Just don't suggest to Grove that he's mellowed.
"I don't like either the tough description or the mellowing description," he said. "I want to be kind of nice, middle ground. I have been trying to set the record straight for 15 years, and nobody believes me."
SPEAKING OUT
EXCERPTS FROM ANDREW GROVE'S BOOK
On paranoia
"I'm often credited with the motto `Only the paranoid survive.' I have no idea when I first said this, but the fact remains that when it comes to business I believe in the value of paranoia."
On the Pentium crisis
"I was the last one to understand the implications of the Pentium crisis. It took a barrage of relentless criticism to make me realize that something had changed -- and that we need to adapt to a new environment."
On managing
"Business people are not just managers; they are also human.
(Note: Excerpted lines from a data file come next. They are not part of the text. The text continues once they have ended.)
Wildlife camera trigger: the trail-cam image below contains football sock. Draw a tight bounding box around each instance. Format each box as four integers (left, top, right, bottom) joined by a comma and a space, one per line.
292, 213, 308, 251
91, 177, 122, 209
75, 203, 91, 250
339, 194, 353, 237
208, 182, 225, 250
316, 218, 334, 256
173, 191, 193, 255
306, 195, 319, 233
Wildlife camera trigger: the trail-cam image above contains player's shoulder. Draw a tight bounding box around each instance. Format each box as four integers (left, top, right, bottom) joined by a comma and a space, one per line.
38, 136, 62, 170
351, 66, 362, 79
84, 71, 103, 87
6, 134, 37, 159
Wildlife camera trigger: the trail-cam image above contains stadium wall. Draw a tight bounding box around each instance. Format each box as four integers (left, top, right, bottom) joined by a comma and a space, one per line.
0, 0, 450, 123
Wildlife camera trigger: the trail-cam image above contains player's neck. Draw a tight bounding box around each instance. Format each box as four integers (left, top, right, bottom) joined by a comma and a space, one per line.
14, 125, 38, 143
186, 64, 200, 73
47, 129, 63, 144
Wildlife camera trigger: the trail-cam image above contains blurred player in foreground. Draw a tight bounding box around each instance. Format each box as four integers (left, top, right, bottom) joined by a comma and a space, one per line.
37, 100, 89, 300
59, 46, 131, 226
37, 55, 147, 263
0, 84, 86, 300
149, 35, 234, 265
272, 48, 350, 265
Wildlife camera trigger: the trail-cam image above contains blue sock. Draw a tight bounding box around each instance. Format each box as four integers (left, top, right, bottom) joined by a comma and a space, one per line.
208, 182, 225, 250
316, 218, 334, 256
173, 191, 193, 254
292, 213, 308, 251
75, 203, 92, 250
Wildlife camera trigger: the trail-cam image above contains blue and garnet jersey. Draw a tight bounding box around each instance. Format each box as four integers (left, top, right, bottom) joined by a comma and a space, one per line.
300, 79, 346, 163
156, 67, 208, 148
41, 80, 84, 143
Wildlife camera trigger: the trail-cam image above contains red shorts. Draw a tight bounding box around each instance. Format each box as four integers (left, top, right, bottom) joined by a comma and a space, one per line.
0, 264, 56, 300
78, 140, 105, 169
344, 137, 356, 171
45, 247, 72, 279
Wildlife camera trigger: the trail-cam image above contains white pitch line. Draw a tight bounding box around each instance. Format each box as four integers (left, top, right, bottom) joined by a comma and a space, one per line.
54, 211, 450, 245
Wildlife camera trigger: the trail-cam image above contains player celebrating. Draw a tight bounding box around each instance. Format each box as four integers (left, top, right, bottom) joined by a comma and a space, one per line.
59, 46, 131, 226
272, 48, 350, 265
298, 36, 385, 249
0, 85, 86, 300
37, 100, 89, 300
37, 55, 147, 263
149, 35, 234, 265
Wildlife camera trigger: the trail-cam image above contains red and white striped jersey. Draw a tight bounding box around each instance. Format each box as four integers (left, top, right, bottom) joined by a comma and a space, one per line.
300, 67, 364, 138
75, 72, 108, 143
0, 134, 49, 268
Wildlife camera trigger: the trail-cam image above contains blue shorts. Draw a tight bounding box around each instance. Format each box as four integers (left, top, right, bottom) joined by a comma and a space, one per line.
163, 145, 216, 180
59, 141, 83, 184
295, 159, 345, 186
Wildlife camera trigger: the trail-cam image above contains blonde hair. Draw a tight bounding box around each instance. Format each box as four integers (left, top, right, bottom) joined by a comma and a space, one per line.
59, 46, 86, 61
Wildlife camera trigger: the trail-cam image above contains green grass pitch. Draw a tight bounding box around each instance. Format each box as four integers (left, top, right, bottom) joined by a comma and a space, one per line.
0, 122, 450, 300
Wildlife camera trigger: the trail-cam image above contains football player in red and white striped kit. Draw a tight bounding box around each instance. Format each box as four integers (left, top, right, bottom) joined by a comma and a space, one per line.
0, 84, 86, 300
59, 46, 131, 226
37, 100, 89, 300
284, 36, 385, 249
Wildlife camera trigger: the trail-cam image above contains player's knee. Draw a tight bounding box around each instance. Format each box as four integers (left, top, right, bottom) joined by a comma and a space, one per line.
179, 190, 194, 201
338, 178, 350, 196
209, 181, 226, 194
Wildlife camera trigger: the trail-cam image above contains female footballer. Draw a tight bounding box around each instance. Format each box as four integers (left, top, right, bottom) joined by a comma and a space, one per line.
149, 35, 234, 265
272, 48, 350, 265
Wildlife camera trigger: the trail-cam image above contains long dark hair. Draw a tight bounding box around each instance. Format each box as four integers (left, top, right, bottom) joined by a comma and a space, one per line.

They have emotions, and a lot of their emotions are tied up in the identity and well-being of their business."
ANDREW GROVE IN PROFILE
A LOOK AT THE MAN INSIDE INTEL
Birth name: Andras Grof
Age: 60
Born: Budapest, Hungary
Came to the United States: 1957
Joined Intel: 1968; became president in 1979 and chief executive in 1987.
Number of e-mails answered per day: 50
Company he admires the most: "Being a diplomatic sort, I'll stay away from our industry. Beyond it, Wal-Mart and FedEx both come to mind . . . doing something in an extraordinary way; both stayed focused on their task for a long time, both use technology superbly, both impacted their customers' lives in a big way."
The techiest gadget he owns: "A big screen projection TV ... that makes my PC stand for user friendliness by comparison."
Change he'd most like to see the federal government enact: "That's easy. Honest to goodness pay for performance."
Longest time it has taken him to find a parking place at Intel, which doesn't have reserved parking: "Five to 10 minutes looking and 15 minutes walking from the damn spot to my office."
Favorite sport: "Biking, kayaking, running, swimming . . . a variety so it doesn't get to be a drudgery."
Least favorite sport: "Fly fishing; it's boring."
One-time hobby: Opera singing
Family: Married for 38 years, 2 daughters.